TsingZ0 / FedALA

AAAI 2023 accepted paper, FedALA: Adaptive Local Aggregation for Personalized Federated Learning
Apache License 2.0
113 stars 18 forks source link

There is a question about reproduction #18

Closed ck-available closed 6 months ago

neko941 commented 7 months ago

Hi, I also have a question about the reproduction process. I followed your instructions in "Hyperparameter Settings," but the result is much lower than expected.

With this repo (https://github.com/TsingZ0/FedALA), I used the below command and yielded 0.7332886805 on best accuracy. python -u main.py --algorithm=FedALA --num_classes=10 --global_rounds=2000 --dataset=Cifar10-noniid_unbalanced_dir --eta=1 --rand_percent=80 --layer_idx=1

With the PFLlib repo (https://github.com/TsingZ0/PFLlib), I used the below command and yielded 0.797934022 on best accuracy. python -u main.py --algorithm=FedALA --num_classes=10 --global_rounds=2000 --dataset=Cifar10-noniid_unbalanced_dir --eta=1 --rand_percent=80 --layer_idx=1

The dataset "Cifar10-noniid_unbalanced_dir" is generated with the command below from the PFLlib repo. I plotted the distribution, which seems to match your paper's plot. python generate_Cifar10.py noniid - dir { "num_clients": 20, "num_classes": 10, "non_iid": True, "balance": False, "partition": "dir", "Size of samples for labels in clients": [ [[1,9],[3,668],[4,476],[5,287],[6,5],[7,167],[9,9]], [[0,7],[1,1],[2,62],[4,43],[7,177],[8,1524]], [[2,16],[3,158],[4,1034],[5,3]], [[1,402],[2,12],[3,7],[6,1],[8,1],[9,1657]], [[0,24],[2,5104]], [[0,2832],[3,1432]], [[0,36],[2,578],[3,708],[4,114],[8,4]], [[1,210],[2,2],[3,30],[4,962],[5,1],[7,2],[9,1415]], [[1,18],[3,137],[4,11],[7,2568],[8,8],[9,232]], [[0,2],[3,2511],[4,723]], [[0,454],[2,2],[7,53],[8,655]], [[0,9],[1,744],[3,7],[4,187],[5,5],[7,93],[8,226],[9,693]], [[0,248],[2,2],[4,360],[5,1802],[6,1],[8,3581]], [[1,21],[2,3],[3,237],[4,96],[5,1161],[7,9]], [[1,16],[4,153],[5,1],[7,2930]], [[1,1394],[2,157],[3,28],[4,18],[6,735],[9,1993]], [[0,2358],[1,9],[2,61],[3,2],[4,1822]], [[1,3175]], [[0,29],[3,74],[5,89],[6,5257]], [[0,1],[1,1],[2,1],[3,1],[4,1],[5,2651],[6,1],[7,1],[8,1],[9,1]] ], "alpha": 0.1, "batch_size": 10 }

I used the conda environments that you provided for each repo. Is there something I am doing wrong when reproducing your results in Table 2? Thank you in advance!

TsingZ0 commented 7 months ago

You may need to set the --layer_idx=1 to --layer_idx=2. Since the layer index is more fine-grained when creating models using PyTorch than in theory. For example, the last layer contains both weights and biases, setting --layer_idx=1 only covers the biases of the last layer.

Please ensure that you have checked the correct layer index before adjusting --layer_idx, as indicated on line #100 of main.py.

Moreover, please check common hyperparameter settings in run_me.sh and main.py (default settings).

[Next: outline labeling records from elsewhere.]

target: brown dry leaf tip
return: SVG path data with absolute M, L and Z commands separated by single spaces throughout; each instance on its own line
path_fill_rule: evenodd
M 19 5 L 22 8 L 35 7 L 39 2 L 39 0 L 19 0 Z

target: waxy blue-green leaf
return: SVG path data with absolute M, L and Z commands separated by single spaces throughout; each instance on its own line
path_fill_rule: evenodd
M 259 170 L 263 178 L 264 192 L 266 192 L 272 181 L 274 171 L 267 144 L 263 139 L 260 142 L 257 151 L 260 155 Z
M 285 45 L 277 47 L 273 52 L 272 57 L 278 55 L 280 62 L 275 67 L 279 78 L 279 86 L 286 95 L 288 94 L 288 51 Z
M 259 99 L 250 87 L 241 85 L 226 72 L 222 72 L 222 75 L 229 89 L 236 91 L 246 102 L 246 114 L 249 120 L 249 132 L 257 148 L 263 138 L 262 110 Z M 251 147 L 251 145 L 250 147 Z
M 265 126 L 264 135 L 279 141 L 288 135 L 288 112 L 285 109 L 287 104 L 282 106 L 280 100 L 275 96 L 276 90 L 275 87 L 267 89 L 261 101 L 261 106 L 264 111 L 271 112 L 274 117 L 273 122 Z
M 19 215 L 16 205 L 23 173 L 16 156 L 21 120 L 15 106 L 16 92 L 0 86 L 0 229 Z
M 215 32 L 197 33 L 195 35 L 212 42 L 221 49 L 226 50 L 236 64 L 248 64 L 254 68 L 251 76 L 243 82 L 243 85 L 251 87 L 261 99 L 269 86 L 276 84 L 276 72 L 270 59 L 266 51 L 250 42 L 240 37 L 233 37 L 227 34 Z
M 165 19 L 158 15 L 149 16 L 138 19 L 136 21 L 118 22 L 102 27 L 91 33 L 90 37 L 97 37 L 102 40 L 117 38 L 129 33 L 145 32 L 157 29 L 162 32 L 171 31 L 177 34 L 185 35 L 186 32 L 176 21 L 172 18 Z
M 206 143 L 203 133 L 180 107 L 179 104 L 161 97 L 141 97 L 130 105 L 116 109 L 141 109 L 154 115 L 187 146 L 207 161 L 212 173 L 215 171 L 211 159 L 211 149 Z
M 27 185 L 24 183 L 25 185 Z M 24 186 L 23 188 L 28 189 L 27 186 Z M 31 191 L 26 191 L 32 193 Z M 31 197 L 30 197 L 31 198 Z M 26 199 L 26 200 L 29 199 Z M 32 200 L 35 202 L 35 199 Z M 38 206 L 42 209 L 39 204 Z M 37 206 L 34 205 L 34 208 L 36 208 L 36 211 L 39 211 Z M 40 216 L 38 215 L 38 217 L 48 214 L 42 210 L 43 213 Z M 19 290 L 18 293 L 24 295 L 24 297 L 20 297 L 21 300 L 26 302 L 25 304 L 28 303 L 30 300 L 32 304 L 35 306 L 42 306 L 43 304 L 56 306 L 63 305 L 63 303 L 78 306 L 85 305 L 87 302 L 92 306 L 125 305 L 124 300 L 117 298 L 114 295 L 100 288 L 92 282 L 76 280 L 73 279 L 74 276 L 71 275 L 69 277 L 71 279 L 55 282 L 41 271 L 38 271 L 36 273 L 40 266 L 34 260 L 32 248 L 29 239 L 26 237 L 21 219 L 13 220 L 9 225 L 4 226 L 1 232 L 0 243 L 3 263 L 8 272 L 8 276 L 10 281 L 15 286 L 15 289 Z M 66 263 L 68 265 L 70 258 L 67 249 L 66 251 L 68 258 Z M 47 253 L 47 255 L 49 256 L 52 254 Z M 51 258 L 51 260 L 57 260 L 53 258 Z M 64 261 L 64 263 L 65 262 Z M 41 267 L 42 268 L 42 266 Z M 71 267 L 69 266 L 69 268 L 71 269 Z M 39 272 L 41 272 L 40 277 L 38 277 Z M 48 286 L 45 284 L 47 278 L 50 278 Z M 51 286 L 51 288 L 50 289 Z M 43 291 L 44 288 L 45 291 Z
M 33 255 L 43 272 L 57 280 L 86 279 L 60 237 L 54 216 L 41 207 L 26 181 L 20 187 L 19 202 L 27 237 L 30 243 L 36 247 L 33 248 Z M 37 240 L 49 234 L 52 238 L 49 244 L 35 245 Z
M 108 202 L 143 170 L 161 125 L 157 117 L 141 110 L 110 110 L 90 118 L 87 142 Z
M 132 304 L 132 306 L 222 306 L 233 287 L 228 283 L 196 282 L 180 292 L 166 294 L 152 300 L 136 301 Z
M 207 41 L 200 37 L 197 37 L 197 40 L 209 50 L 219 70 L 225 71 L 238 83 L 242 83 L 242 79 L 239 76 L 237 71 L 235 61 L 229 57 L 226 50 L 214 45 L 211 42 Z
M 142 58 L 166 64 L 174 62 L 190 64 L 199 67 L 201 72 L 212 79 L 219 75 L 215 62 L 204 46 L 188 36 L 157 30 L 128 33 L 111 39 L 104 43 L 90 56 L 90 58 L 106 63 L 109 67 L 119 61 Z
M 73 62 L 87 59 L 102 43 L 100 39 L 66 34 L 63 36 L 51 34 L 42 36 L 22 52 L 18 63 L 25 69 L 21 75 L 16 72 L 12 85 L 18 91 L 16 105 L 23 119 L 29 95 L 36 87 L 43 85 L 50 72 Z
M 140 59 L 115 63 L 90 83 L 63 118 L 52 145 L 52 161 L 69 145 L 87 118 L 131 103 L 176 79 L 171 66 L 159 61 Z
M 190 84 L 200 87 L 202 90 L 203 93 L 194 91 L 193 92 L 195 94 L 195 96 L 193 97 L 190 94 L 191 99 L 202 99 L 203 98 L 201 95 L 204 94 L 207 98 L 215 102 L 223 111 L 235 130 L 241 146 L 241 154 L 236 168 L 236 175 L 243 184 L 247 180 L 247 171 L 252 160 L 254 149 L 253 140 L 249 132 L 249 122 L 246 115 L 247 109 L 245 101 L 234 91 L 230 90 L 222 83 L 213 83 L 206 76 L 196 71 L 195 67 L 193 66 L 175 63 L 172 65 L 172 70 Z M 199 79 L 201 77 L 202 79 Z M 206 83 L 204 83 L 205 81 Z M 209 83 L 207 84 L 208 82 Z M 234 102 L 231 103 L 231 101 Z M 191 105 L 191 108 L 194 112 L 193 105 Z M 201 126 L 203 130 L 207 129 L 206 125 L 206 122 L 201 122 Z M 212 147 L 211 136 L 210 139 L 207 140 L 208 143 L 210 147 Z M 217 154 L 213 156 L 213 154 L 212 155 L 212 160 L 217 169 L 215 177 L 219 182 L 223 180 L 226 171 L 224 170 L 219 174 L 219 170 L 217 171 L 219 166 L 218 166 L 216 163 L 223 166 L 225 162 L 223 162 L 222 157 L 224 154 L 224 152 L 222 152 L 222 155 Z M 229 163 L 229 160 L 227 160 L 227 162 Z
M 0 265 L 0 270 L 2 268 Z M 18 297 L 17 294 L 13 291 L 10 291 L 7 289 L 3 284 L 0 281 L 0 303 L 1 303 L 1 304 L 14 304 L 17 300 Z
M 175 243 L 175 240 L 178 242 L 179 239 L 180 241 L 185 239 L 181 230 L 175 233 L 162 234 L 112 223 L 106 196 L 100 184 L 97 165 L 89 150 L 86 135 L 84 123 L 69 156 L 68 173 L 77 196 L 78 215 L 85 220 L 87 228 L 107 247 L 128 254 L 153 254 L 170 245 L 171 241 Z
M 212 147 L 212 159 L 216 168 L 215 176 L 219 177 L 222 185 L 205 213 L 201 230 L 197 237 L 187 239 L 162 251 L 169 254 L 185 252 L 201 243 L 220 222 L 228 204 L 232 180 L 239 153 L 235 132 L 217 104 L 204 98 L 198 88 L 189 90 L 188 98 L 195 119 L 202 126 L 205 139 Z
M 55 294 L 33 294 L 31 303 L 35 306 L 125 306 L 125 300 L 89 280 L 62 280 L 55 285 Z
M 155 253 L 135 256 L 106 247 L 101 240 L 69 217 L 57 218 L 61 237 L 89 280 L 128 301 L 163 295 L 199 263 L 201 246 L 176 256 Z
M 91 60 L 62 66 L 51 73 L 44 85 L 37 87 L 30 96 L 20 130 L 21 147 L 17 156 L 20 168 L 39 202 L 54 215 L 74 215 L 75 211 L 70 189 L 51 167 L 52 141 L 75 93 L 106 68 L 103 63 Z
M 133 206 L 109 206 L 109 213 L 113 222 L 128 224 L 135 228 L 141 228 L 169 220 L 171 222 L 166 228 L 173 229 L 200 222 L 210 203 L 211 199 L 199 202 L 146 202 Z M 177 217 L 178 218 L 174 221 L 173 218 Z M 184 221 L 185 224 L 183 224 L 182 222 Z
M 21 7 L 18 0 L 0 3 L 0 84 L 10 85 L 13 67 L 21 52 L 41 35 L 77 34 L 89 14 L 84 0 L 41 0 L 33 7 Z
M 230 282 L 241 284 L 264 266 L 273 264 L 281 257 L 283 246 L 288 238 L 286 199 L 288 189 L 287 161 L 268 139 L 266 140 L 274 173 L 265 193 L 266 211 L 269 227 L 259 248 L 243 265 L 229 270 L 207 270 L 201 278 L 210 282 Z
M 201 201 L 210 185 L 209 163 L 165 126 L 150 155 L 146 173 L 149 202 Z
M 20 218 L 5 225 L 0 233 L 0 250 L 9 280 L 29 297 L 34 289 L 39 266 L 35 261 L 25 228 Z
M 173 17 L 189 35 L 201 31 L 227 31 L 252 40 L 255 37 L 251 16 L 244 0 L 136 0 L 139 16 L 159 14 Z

neko941 commented 7 months ago

Thank you for your fast response! Are the results in Table 2 being trained with p=2 because you mentioned in the "Hyperparameter Settings" that p is set to 1? "For FedALA, we set the weights learning rate η = 1.0 (selecting from [0.1, 1.0, 10.0]), random sample percent s = 80 (selecting from [5, 10, 20, 40, 60, 80, 100]), ALA range p = 1 (selecting from [1, 2, ...]1)"

TsingZ0 commented 7 months ago

The p in the paper is not exactly the layer_idx in the code, as we have already highlighted in the code. p=1 is equal to layer_idx=2, etc. This arises from the disparity between the theoretical notations and the practical implementations (e.g., PyTorch) of all DNNs.

Again,

Please ensure that you have checked the correct layer index before adjusting --layer_idx, as indicated on line #100 of main.py.